– Монсиньор, – ответил аббат, сильно покраснев, – это такой трудный вопрос … для меня…
– Смышленые люди так редки… Преданные слуги – еще реже. Вы принадлежите к таковым, а поэтому говорите открыто, ничего не разжевывая.
Аббат насторожился. Чезаре хотел узнать у него что-то важное. И он отбросил наигранную маску жизнерадостности.
– Монсиньор, вот что я думаю: положение безнадежное, если только не произойдет что-то значительное и непредвиденное. Хуже всего не то, что ваши войска, монсиньор, потерпели незаслуженное поражение… Неудачу можно исправить… Нет. Самым ужасным сейчас мне представляется поведение Его Святейшества, который впал в такое состояние духа, что посчитал необходимым поставить между собой и Римом заслон из морских просторов.

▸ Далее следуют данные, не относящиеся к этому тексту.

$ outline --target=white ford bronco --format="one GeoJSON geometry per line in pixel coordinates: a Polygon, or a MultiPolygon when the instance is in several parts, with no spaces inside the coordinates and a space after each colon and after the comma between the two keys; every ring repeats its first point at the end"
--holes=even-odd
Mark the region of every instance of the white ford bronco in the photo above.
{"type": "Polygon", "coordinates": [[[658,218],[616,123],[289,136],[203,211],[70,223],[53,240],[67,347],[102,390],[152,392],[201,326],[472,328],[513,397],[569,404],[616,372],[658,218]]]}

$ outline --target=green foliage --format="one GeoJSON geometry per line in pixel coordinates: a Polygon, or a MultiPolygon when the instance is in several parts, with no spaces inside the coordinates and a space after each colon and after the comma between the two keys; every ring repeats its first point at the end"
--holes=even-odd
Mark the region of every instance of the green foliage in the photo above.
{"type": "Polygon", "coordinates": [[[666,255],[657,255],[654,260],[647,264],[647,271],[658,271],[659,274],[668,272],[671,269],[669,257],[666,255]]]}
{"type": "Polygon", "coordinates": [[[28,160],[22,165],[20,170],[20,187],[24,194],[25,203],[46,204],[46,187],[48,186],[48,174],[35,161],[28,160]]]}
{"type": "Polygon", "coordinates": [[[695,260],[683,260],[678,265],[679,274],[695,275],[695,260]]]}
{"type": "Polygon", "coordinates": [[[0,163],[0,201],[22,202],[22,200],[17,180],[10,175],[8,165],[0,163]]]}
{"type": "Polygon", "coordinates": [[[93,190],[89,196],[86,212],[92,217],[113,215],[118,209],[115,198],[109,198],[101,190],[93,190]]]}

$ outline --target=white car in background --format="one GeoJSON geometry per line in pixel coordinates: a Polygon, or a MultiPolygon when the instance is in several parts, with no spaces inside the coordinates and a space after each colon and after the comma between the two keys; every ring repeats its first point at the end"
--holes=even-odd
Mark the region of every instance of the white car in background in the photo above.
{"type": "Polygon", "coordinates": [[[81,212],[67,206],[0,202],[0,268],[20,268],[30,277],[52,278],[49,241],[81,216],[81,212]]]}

– Знаете ли, аббат, вы очень умны… То, что вы сейчас сказали, крайне верно… Епископская митра очень хорошо смотрелась бы на вашей разумной голове.
Анджело слегка побледнел.
– Если Господь и святой отец призовут меня управлять епархией, – глухо отозвался он, – верю, что понтифику не придется раскаиваться.

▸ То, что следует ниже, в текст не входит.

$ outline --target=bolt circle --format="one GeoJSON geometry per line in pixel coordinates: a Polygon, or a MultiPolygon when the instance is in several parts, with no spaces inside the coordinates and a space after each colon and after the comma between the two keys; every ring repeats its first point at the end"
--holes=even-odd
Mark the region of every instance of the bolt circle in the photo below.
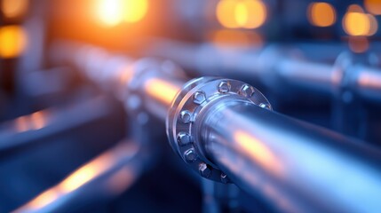
{"type": "Polygon", "coordinates": [[[211,175],[211,170],[206,163],[201,163],[198,170],[203,178],[210,178],[211,175]]]}
{"type": "Polygon", "coordinates": [[[187,162],[193,162],[197,160],[197,154],[194,152],[194,149],[188,149],[185,152],[184,158],[187,162]]]}
{"type": "Polygon", "coordinates": [[[238,91],[238,94],[245,98],[251,98],[254,95],[254,92],[255,90],[252,86],[244,84],[238,91]]]}
{"type": "Polygon", "coordinates": [[[230,91],[230,88],[231,85],[228,82],[222,81],[219,83],[218,90],[219,93],[226,93],[230,91]]]}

– К сожалению, мой отец совсем не думает о вас!
– Истинная правда, монсиньор!
– Вы сказали, что только значительное событие может изменить создавшееся положение. Каким, по-вашему, должно быть это событие?
Аббат ничего не ответил. Чезаре встал и приблизился к нему.
– А что вы думаете о моем отце? – спросил он в упор.
Аббат содрогнулся. Он поднял глаза на собеседника и глухо ответил:
– Понтифик очень стар… Вот что я об этом думаю!
– Поясните… Говорите прямо, не бойтесь…
– В том, что я сейчас сказал, монсиньор, заключена вся моя мысль… Папа слишком стар… Он устал… Его правление было славным… трижды святым, но … оно ичерпало его силы…
– А что бы вы сделали для того, кто назначит вас епископом?..
– Всё!
– Но чтобы вас назначить, надо быть папой, не так ли?.. Если бы я был папой, вы, Анджело, получили бы митру!
Аббат понял: что бы он сейчас ни сказал, всё будет бесполезным. Руки его слегка задрожали.